Infection symptoms on barley leaves and caryopses following inoculation with F. graminearum. (A) Detached second leaves of 2-wk-old plants were treated with 5 × 10⁴ macroconidia mL⁻¹ and evaluated for necrotic lesions at 5 dpi. Wt, wild-type Golden Promise; ev, Golden Promise empty vector control; L2-L9, L14, L42, Golden Promise lines expressing CYP3RNA. (B) Caryopses were treated with 1.2 × 10⁴ macroconidia per mL⁻¹ and evaluated for Fg infection at 4 dpi.

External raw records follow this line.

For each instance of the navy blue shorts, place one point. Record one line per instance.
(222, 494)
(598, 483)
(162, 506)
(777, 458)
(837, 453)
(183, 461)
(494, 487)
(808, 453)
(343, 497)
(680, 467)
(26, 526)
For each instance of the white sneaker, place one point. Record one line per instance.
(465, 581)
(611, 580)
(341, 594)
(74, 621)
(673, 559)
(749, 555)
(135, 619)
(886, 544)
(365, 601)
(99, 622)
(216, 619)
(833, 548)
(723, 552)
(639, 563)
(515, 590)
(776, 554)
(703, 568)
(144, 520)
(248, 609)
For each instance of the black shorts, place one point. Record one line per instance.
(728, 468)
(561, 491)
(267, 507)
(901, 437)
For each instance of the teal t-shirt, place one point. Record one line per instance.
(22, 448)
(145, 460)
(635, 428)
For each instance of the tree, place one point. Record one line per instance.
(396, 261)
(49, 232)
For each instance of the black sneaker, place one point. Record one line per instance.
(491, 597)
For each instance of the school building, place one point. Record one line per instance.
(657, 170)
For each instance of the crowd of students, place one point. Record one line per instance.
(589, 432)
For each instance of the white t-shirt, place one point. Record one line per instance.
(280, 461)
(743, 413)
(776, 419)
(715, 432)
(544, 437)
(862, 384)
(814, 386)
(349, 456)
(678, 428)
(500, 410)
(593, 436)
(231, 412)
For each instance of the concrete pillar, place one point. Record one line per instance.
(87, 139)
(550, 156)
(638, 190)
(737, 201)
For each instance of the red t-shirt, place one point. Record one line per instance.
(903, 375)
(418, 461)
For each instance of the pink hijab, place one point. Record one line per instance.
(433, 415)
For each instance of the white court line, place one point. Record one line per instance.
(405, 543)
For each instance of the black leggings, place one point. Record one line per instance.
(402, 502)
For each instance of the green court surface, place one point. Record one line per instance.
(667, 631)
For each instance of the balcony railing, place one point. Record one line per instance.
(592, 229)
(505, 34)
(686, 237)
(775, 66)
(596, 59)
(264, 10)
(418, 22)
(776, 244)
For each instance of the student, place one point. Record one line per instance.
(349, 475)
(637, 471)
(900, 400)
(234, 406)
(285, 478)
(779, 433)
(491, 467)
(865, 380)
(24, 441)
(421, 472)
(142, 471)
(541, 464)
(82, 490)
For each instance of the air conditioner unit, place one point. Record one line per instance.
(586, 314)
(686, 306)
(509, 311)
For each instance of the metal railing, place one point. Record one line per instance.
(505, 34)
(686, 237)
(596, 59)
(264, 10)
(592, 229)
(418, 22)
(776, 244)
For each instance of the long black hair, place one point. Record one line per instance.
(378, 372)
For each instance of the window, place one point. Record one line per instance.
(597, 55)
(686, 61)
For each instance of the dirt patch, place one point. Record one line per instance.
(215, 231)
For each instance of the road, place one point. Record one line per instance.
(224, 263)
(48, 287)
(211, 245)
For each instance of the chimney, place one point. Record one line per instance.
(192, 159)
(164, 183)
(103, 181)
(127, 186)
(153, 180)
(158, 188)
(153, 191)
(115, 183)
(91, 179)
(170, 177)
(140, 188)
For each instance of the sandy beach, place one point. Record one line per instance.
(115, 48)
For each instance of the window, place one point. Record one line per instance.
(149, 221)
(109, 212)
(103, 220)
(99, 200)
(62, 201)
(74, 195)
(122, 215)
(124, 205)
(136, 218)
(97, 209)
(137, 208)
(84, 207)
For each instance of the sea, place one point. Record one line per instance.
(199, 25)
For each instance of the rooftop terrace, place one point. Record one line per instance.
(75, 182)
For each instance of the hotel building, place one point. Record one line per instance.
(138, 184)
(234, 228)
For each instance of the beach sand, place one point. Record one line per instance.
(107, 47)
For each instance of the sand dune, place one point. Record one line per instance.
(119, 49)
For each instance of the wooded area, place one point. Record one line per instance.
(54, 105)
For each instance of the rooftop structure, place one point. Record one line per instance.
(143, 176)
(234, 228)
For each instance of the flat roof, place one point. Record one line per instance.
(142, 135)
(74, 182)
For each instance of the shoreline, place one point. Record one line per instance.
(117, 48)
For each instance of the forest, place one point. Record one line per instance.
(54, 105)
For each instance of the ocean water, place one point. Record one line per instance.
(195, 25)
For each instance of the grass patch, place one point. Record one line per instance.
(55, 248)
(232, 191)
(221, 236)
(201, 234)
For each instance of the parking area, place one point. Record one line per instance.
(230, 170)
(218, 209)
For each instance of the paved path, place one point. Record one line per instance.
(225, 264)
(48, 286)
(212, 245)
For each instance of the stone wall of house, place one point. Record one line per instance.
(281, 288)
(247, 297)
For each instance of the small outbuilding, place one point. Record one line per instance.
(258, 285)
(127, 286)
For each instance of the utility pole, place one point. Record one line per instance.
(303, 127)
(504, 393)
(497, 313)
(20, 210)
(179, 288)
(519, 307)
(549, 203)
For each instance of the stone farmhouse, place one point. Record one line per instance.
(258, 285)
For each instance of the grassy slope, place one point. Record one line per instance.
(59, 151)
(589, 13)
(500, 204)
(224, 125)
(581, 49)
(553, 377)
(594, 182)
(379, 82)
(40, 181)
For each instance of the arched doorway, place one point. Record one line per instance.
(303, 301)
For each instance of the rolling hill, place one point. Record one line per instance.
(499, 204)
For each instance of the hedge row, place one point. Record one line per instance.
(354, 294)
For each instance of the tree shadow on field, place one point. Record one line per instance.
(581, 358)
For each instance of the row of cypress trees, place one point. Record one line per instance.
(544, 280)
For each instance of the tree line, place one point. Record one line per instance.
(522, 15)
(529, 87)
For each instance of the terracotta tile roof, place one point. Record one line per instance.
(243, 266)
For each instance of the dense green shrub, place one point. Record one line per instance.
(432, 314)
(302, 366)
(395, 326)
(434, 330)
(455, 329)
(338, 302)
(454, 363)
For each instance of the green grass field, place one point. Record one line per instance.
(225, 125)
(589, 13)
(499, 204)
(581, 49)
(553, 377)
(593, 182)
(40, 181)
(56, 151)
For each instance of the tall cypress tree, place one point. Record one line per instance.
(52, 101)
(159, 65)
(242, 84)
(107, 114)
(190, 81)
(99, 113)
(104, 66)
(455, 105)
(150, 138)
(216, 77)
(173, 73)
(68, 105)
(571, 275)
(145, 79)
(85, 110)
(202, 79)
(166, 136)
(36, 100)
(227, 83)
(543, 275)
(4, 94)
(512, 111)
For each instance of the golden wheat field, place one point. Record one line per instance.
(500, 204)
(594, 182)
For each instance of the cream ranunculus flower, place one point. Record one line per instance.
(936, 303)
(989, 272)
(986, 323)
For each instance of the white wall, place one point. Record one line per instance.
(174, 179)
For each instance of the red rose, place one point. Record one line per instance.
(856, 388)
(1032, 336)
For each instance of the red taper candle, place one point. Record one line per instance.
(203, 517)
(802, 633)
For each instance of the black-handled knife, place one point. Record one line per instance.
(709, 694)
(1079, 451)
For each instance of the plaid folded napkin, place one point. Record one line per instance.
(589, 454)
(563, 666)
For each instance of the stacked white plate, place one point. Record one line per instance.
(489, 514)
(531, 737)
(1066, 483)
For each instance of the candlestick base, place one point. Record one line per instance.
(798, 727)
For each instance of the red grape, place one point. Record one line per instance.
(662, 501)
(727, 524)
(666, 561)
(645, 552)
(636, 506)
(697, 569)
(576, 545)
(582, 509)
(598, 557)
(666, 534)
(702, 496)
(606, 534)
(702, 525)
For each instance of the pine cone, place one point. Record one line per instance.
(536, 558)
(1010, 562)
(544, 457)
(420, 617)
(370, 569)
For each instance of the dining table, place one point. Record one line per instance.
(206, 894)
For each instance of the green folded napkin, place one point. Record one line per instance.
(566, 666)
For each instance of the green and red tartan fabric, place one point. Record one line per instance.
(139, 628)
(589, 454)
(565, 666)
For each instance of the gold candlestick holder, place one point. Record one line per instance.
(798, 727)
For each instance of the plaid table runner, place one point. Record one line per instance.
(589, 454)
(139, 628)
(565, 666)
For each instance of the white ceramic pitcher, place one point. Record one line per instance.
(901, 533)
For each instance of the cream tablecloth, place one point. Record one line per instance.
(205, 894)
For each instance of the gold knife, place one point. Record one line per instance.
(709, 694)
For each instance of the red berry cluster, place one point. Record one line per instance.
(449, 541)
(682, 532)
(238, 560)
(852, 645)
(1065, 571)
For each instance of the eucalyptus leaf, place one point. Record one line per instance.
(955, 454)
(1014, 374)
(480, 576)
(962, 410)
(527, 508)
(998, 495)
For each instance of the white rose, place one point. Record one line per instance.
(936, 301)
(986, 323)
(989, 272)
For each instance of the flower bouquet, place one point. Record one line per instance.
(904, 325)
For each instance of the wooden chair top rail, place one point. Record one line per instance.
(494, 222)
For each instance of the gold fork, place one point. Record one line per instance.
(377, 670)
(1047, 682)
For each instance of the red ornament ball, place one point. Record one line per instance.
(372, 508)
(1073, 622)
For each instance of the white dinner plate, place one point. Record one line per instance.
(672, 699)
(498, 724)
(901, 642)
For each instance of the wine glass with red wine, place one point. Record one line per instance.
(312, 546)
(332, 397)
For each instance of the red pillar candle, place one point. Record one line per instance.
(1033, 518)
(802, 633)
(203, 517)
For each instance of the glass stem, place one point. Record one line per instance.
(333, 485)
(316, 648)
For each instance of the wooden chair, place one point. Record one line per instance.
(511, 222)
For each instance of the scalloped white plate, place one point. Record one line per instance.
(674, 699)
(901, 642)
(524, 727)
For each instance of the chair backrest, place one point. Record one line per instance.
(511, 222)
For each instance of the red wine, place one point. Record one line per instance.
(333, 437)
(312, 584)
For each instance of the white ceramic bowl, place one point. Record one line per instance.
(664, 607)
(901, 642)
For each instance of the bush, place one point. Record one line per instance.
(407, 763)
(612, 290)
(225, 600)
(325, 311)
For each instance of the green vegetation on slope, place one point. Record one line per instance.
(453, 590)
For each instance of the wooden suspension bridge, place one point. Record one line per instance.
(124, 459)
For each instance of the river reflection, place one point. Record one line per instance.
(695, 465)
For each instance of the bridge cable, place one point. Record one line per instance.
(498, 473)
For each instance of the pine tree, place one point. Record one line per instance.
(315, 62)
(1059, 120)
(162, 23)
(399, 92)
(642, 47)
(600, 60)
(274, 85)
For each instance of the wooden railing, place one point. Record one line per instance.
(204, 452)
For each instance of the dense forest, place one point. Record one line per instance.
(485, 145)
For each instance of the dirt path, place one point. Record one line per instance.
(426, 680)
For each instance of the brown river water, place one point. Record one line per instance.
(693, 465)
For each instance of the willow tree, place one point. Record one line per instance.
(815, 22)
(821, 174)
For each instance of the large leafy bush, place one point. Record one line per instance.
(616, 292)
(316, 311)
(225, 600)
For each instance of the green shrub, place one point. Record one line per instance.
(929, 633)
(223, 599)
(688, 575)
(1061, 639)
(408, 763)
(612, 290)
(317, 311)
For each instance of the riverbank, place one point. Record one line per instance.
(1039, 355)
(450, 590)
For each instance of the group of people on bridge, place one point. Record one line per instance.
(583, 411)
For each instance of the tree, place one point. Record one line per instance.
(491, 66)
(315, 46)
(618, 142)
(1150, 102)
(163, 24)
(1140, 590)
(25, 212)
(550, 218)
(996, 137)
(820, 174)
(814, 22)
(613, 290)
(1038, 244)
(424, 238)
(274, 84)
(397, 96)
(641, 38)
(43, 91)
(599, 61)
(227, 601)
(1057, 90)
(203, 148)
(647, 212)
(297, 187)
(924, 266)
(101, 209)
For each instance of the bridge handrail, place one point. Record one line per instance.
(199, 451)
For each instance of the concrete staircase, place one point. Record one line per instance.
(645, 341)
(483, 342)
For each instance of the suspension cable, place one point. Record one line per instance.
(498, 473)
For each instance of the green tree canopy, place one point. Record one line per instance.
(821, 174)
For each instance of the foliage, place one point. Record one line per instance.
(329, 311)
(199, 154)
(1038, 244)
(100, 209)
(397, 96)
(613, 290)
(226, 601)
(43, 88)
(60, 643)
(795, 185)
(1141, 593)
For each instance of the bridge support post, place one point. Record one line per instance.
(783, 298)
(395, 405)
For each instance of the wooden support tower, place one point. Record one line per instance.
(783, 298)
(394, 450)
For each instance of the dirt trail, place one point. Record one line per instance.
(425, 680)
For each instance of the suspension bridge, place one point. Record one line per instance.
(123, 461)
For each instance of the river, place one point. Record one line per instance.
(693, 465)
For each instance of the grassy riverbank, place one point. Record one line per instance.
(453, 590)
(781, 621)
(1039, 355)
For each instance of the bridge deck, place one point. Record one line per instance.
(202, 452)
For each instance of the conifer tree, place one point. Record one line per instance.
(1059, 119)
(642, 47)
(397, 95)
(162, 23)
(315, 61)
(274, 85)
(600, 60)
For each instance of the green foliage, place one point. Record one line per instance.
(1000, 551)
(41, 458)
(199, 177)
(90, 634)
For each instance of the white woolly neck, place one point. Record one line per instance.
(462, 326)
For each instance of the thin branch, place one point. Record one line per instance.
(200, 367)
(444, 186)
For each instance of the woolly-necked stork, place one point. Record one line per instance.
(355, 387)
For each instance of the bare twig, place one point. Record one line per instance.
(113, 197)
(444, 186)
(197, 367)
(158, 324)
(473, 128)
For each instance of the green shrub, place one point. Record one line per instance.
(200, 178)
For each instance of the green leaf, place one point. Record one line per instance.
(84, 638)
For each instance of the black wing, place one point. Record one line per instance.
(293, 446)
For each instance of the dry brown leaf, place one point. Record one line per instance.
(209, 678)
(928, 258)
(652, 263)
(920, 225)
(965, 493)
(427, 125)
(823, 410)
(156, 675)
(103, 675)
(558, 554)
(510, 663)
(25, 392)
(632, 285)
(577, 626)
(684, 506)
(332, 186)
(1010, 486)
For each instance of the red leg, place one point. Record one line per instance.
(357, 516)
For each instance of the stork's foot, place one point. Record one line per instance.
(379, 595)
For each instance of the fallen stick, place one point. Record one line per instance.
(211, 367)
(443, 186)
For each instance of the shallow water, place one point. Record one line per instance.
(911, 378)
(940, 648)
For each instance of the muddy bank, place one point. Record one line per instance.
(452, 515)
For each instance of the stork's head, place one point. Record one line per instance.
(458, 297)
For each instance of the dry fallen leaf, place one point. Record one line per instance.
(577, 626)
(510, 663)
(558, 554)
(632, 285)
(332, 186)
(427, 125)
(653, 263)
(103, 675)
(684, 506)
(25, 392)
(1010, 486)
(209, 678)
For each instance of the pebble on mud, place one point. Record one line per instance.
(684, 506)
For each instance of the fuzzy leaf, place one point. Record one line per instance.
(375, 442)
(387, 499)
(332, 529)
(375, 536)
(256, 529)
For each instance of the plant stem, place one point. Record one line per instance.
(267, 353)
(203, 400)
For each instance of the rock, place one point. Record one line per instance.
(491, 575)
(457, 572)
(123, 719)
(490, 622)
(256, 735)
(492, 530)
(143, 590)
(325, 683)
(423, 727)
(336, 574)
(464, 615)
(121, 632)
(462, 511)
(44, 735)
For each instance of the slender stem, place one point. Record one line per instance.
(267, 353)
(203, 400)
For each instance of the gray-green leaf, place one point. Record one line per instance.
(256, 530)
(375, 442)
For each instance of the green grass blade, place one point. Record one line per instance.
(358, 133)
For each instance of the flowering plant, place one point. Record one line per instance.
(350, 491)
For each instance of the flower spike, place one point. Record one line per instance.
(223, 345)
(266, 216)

CYP3RNA +Fg, Golden Promise (L2) expressing CYP3RNA; CYP3RNA –Fg, mock-inoculated (Tween water) Golden Promise expressing CYP3RNA. (C) Microscopy of Fg infection in the epicarp and inner tissue of barley caryopses at 4 dpi: (i and ii) cross-sections of caryopses from ev plants inoculated with Fg (i) and with a GFP-expressing Fg strain (ii); (iii and iv) cross-sections of caryopses collected from CYP3RNA expressing plants treated with Fg (iii) and with GFP-expressing Fg (iv). a, aleurone; c, cross cells; cl, cell layers; e, endosperm; m, macroconidia; p, pericarp; t, testa; arrow heads (black and white), infection hyphae.